MiR-1246 promotes SiHa cervical cancer cell proliferation, invasion, and migration through suppression of its target gene thrombospondin 2.

PURPOSE

To investigate the effects of miR-1246 on proliferation, invasion, and migration in the human (CSCC) cell line SiHa.

METHODS

SiHa cells were assigned into three groups: miR-1246 analog; miR-1246 antagonist; and control. The MTT, transwell, and wound healing assays were performed to evaluate the proliferation, invasion, and migration abilities of SiHa cells, respectively. Western blot was carried out to detect protein expression of thrombospondin-2 (THBS2) before and after transfection with miR-1246 analog, antagonist, or control. In addition, a THBS2 3'-UTR-containing dual luciferase plasmid was generated and co-transfected with miR-1246, the inhibitor, or non-specific miRNA, into SiHa cells to observe its effects on THBS2-driven luciferase enzyme activity.

RESULTS

MTT, transwell, and wound healing assays revealed that proliferation, migration, and invasion were all significantly enhanced (P < 0.01) in SiHa cells transfected with miR-1246 analog, but were suppressed in those transfected with the miR-1246 antagonist.
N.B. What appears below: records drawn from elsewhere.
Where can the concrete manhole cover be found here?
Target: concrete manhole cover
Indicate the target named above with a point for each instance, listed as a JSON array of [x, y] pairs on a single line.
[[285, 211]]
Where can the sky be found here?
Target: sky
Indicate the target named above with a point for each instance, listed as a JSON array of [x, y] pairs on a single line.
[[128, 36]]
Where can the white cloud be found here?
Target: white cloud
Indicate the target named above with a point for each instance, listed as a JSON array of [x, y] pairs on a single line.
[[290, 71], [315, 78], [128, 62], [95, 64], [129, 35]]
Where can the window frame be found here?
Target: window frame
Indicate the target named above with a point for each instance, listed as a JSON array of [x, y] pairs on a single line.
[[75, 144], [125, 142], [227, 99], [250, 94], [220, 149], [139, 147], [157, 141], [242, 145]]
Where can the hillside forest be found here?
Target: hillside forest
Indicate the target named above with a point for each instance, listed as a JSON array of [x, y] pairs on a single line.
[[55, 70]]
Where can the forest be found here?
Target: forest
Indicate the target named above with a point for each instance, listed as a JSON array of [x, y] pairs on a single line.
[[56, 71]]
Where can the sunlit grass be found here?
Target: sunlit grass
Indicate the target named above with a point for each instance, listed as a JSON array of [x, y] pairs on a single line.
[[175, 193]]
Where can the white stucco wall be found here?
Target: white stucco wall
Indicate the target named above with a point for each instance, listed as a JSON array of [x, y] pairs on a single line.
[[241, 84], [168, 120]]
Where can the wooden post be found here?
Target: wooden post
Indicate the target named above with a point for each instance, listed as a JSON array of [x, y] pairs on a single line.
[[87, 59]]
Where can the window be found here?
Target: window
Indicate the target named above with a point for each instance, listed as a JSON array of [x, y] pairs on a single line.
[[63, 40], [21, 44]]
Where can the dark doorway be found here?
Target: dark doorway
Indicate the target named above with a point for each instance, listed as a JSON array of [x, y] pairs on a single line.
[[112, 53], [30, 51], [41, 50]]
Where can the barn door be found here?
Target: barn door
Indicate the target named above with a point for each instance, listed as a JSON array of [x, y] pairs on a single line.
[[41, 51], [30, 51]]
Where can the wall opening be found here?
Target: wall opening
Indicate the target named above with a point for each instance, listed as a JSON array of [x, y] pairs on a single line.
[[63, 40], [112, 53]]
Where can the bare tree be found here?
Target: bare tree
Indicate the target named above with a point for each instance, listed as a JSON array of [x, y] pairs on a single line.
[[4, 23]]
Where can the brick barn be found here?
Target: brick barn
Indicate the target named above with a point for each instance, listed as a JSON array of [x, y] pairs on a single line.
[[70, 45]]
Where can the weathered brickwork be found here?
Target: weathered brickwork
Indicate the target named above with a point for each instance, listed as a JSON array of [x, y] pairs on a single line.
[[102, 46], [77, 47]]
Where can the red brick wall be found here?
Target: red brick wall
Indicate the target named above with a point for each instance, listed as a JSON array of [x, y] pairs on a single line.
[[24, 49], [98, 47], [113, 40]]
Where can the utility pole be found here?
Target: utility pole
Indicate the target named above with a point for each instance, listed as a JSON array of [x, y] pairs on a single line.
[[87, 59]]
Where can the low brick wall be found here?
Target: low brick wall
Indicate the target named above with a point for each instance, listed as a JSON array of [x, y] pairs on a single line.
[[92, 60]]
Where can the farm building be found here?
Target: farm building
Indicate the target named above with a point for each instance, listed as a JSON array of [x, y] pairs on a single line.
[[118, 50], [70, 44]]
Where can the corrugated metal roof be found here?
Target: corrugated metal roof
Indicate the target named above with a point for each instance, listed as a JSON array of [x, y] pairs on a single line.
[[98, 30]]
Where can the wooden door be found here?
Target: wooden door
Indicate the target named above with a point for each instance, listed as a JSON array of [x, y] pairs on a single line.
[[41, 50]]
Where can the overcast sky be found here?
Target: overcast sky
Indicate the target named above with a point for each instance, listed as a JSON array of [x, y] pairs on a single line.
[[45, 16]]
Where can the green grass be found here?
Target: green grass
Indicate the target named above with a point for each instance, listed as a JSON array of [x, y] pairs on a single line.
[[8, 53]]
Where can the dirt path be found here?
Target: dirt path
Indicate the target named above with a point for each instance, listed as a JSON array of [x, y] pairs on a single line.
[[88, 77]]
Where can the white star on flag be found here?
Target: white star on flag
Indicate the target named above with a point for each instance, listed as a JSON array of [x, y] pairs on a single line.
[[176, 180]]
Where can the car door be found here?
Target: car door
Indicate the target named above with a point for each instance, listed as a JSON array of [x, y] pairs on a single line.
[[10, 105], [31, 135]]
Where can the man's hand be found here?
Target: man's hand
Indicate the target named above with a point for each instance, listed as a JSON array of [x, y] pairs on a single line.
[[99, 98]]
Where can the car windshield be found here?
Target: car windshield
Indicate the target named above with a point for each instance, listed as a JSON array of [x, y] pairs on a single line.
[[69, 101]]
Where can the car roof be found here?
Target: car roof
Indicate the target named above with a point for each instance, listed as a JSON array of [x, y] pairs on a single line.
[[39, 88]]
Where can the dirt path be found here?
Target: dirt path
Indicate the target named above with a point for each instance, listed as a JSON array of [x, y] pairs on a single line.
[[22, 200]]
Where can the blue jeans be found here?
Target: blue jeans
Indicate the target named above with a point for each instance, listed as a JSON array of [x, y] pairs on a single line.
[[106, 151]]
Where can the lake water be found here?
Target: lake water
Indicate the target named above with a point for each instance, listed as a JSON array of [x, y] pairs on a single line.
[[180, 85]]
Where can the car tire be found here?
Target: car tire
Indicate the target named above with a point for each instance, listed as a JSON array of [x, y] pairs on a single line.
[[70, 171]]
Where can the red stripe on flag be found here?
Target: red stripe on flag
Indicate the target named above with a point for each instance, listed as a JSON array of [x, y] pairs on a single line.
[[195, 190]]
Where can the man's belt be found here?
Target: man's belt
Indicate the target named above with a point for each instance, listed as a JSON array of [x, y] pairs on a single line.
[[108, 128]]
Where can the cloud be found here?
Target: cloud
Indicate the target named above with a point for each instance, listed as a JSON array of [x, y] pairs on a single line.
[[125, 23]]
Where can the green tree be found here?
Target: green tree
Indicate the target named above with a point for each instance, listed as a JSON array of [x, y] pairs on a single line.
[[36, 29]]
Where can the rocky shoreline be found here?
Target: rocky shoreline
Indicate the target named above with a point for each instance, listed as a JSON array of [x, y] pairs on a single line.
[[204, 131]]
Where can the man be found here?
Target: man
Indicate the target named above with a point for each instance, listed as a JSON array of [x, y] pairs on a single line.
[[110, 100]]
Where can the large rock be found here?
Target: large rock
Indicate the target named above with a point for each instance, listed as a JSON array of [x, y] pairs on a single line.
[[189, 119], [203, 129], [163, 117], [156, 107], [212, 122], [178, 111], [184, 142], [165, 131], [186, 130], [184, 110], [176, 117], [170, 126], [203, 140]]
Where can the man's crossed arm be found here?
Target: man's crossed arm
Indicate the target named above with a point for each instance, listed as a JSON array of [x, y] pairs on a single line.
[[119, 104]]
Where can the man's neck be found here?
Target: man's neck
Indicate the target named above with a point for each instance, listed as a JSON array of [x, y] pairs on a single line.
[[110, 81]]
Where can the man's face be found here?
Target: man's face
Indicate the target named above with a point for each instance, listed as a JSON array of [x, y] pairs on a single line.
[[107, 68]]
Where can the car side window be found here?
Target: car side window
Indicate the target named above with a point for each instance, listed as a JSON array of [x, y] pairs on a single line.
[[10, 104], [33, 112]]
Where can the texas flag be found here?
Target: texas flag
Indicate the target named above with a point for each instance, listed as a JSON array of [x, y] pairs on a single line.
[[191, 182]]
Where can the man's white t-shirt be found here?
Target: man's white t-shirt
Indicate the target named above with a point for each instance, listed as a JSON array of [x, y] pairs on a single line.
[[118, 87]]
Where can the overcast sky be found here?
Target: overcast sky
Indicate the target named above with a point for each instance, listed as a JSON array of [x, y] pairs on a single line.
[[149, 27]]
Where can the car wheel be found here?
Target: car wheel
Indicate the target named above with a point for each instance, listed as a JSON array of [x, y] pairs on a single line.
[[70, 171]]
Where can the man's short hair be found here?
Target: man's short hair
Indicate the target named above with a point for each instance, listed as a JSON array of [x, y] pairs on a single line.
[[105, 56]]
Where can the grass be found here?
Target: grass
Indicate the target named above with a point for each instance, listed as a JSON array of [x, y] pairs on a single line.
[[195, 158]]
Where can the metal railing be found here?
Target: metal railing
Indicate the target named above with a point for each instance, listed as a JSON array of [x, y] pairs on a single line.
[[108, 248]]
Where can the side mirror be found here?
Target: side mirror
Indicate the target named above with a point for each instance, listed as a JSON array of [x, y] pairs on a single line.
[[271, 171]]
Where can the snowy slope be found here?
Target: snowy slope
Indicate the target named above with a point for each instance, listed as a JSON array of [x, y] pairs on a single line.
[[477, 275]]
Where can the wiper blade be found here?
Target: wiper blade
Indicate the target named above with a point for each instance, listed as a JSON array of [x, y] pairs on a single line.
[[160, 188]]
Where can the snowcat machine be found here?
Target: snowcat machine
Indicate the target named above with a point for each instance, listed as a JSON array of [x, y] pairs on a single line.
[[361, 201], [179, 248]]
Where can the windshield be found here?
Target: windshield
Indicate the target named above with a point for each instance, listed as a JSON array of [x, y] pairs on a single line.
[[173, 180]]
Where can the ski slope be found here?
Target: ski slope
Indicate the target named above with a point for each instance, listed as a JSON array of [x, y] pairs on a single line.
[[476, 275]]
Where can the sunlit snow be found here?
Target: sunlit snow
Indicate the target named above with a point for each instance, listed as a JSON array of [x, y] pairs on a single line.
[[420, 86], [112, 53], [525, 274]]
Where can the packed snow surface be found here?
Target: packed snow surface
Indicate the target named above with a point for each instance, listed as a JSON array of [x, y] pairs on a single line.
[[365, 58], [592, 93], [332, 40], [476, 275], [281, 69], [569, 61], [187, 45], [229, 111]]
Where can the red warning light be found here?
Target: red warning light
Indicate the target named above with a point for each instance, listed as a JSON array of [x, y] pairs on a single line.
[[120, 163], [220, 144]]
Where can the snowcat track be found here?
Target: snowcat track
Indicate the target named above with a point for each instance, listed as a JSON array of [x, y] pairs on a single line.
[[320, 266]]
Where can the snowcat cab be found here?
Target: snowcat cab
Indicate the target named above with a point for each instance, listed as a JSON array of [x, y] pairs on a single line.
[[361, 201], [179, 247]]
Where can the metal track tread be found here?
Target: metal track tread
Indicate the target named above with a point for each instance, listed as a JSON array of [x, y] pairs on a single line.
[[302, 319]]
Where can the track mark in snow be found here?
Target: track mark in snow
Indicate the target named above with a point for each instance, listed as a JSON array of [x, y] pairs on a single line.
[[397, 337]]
Western blot data showed that miR-1246 analog-transfected SiHa cells had significantly decreased THBS2 expression when compared with control-transfected cells (gray value = 6.28 ± 10.22 vs. 9.58 ± 17.58; P = 0.013) while those transfected with the miR-1246 antagonist had significantly increased THBS2 expression (gray value = 12.90 ± 19.81; P = 0.037). Moreover, SiHa cells co-transfected with miR-1246 and the THBS2 3'-UTR-containing plasmid exhibited decreased luciferase enzyme activity compared with the control.

CONCLUSION

MiR-1246 induced CSCC SiHa cell proliferation, invasion and migration. Preliminary evidence suggests that miR-1246 might promote CSCC tumorigenesis and progression by the suppression of its target gene THBS2.